Godfred Yeboah Dame, Attorney General & Minister of Justice
The Attorney General and Minister of Justice, Godfred Dame, has complained about the tendency of some lawyers, who belong to political parties, to resort to social media to deliberately bring the image of the judiciary into disrepute.
He has therefore proposed a live telecast of all court cases of national importance, apart from election petitions, so that the public can follow the proceedings of such cases, and make informed judgments.
Mr Dame made call yesterday when he addressed the “Open of the Bench, Bar and Faculty Conference”.
He observed that some of lawyers embark the action of deliberately denigrating the courts when their parties lose cases in the courts. He insisted that such acts have the ultimate tendency to destroy the integrity of the justice delivery institutions in the country.
“My Lord Chief Justice, one would have thought that lawyers would have taken advantage of the blessings of the digital evolution, which I have spoken about this morning, to consolidate the importance of the legal profession and its central role in the affairs of state…
“On the contrary, recent developments disclose a systematic attempt by certain lawyers, often belonging to a side of the political divide, to deploy social media to denigrate the administration of justice through poisoned and caustic attacks on judgments of the courts, albeit unjustified,” he said.
Consequences
According to him, this is often witnessed in commentary on so-called political cases, “where some lawyers perceive the outcome to have a far-reaching consequence for the objectives of political parties they sympathise with”.
Citing the case of Akoto and Tuffour v Attorney-General, Mr Dame said even though some lawyers were quick to jump on social media to “propagate what sometimes is falsely portrayed as academic critique, they are loath to engage in a real scholarly examination of judgments of the Superior Courts.”
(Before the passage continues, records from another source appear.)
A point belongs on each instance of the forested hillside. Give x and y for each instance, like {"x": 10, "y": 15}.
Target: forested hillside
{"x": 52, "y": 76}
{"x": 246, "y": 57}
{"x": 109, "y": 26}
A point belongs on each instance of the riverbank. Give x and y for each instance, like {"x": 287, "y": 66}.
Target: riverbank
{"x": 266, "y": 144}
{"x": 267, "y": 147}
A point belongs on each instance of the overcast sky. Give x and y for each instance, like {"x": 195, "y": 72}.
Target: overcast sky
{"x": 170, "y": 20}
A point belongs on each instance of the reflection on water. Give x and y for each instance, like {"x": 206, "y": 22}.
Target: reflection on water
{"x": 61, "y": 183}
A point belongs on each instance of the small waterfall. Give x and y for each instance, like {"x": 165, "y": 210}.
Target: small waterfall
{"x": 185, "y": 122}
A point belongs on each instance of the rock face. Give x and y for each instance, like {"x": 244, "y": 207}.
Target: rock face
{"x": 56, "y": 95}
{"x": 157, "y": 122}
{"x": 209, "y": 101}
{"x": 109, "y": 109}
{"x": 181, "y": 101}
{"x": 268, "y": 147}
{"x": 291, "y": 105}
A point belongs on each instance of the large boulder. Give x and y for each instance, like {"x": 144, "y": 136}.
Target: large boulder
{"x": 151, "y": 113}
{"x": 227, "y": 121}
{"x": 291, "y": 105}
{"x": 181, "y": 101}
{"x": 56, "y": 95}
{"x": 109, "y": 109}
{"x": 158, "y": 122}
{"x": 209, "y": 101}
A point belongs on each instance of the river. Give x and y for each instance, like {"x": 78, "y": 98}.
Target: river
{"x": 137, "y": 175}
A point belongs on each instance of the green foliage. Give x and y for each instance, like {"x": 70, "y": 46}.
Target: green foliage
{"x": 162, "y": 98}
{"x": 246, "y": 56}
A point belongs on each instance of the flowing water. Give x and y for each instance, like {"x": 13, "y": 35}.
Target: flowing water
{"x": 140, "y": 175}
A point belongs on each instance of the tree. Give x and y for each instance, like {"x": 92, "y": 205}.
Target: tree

He therefore stressed that his recommendation for live telecast of cases of national importance is to assist in curbing the “unacceptable practices in the legal fraternity”.
According to him, the move will also enable the citizenry to decipher the arguments presented by legal practitioners and why adjudicators make certain judgments.
“Reflecting on these unhealthy developments I have spoken about, My Lord Chief Justice, sometimes, I really think the way to go is to permit more broadcasts of cases of immense national importance and not the election petition alone.
“When this is done, the poverty of legal reasoning behind certain cases dismissed by the Supreme Court and in respect of which the state emerges, the victor will be exposed for all to see,” he maintained.
Desist
The Attorney General urged lawyers to desist from such conduct and rather focus on ways they can help better the justice delivery system in the country.
“Faced with adverse rulings, some lawyers go to the rather farcical extent of actually advocating for the abolition or scrapping of our courts. The most deplorable thing about such endeavour is that many a time, their vicious comments are plainly wrong. Yet, the propagators of these wrong and dangerous ideas do not relent in their efforts to push them down the throats of the unsuspecting public.
“Such disreputable practice on the part of some lawyers, further, becomes an inducement to persons who are not members of the legal profession to launch even more savage and illogical attacks on the Judiciary. This conduct is clearly despicable, as it has the ultimate tendency to destroy the integrity of justice delivery institutions in Ghana,” he cautioned.